Das Unglück ereignete sich auf der Linie drei, die auf Stadtplänen mit dunkelblauer Farbe markiert ist und mit über 730 000 Fahrgästen täglich zu den am meisten genutzten gehört. Auf dem betroffenen Teilstück wurde der Verkehr vollständig eingestellt. Frühestens am Mittwochabend sollen dort wieder Züge rollen. Bis dahin müssen die Menschen auf Busse oder Autos ausweichen. Auf den Ausfallstraßen Richtung Südwesten staute sich der Verkehr daher noch dramatischer als ohnehin gewöhnlich.
Die Moskauer Metro, die derzeit über ein Streckennetz von insgesamt 235 Kilometern mit 186 Stationen verfügt und jährlich rund 2,4 Milliarden Fahrgäste befördert, gehört zu den größten weltweit, gilt zudem als extrem zuverlässig und sehr sicher - trotz des teilweise in die Jahre gekommenen Wagenparks. Noch immer laufen Züge, die Ende der 1950er Jahre entwickelt und bis weit in die Siebziger gebaut wurden. Dennoch gab es bisher nur einen einzigen größeren, technisch bedingten Unfall. 1982 versagten die Bremsen einer Rolltreppe, unter dem Gewicht der Passagiere beschleunigte sie rasend bei der Fahrt in die Tiefe. Bei der Panik, die dadurch ausbrach, kamen acht Menschen ums Leben, Dutzende wurden schwer verletzt.

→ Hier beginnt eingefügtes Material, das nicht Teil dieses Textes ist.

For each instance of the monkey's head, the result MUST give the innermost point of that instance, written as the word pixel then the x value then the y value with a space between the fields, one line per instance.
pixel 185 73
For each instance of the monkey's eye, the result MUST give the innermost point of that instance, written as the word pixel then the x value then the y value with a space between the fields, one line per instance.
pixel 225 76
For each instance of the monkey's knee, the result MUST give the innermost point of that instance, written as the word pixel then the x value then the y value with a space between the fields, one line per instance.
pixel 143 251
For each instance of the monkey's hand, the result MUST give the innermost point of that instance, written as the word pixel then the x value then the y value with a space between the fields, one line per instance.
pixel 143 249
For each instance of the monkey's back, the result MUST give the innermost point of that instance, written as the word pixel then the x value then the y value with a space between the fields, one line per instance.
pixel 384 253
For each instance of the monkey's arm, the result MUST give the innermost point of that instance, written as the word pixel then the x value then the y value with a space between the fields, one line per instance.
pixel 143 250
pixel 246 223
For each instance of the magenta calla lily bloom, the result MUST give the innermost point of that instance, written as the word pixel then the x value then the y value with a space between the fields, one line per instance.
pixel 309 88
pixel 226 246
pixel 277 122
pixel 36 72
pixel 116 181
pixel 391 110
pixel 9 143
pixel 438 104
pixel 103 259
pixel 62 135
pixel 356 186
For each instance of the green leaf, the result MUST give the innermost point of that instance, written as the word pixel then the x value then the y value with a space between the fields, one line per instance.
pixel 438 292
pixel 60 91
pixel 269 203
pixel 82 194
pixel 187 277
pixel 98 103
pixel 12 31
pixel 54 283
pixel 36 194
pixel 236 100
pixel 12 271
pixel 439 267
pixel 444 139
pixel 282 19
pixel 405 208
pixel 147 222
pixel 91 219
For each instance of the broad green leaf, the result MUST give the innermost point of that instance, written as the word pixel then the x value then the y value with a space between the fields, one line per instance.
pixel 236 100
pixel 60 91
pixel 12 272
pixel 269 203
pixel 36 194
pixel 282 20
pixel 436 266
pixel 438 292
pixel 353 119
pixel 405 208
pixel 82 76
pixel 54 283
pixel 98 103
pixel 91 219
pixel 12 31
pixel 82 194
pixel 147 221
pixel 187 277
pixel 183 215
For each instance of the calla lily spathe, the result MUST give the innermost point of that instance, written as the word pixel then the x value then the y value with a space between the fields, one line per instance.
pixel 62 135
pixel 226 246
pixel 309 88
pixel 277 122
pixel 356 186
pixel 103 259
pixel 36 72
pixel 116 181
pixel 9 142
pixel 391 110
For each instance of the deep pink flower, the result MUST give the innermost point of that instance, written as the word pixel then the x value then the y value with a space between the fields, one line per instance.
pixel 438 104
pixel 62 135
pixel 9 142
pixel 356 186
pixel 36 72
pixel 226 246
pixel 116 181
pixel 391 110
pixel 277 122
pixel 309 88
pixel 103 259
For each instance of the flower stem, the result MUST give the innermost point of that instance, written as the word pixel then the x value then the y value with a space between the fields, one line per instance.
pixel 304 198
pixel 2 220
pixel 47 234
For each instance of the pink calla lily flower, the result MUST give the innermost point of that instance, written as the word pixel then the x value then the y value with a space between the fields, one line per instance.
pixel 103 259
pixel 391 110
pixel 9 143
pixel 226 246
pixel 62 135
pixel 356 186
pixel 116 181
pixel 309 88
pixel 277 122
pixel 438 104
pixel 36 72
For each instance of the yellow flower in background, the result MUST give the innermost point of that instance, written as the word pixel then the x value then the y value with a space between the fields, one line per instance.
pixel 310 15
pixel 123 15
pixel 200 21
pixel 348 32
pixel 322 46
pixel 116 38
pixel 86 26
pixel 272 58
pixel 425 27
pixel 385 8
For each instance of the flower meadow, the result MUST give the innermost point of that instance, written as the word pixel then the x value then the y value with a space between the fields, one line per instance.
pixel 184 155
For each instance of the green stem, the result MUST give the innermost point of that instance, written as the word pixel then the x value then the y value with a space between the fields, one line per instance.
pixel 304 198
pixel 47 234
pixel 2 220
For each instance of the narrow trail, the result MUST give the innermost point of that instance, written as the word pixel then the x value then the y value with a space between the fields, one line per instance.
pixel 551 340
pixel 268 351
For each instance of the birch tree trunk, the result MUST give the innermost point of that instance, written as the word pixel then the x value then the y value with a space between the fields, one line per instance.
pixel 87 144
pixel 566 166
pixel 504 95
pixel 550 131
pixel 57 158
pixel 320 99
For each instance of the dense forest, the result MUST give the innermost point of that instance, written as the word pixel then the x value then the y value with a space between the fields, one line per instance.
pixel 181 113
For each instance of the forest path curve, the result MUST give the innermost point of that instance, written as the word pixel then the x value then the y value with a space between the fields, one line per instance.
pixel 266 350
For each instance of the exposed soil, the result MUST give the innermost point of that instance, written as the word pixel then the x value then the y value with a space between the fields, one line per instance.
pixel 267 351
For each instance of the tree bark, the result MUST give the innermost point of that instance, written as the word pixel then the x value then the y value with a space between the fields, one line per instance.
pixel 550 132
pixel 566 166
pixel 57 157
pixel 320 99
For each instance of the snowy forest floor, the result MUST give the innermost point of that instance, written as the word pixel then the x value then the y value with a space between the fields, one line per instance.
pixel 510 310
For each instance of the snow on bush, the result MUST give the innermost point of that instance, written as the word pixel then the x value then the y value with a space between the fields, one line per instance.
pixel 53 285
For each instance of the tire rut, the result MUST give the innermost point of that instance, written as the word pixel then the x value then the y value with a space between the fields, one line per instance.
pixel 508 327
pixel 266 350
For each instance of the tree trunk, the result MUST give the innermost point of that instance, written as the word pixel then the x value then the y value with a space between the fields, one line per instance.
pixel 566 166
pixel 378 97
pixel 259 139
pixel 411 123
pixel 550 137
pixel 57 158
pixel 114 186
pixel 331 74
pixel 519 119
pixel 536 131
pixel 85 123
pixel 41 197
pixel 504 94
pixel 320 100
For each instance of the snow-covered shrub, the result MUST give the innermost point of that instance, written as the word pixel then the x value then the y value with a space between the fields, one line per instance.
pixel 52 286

Kreml und Regierung versuchten damals, die Katastrophe zu vertuschen. Ebenso den ersten Terroranschlag, der sich schon 1977 - ebenfalls auf Linie drei - ereignete. Im abendlichen Berufsverkehr detonierte in einem voll besetzten Wagen im Moskauer Südosten eine Bombe, die vermutlich Extremisten aus dem Nordkaukasus gebastelt hatten. Auf deren Konto gehen auch die vier Anschläge zwischen 1996 und 2010, bei denen es insgesamt mehrere Dutzend Tote und Hunderte Verletzte gab.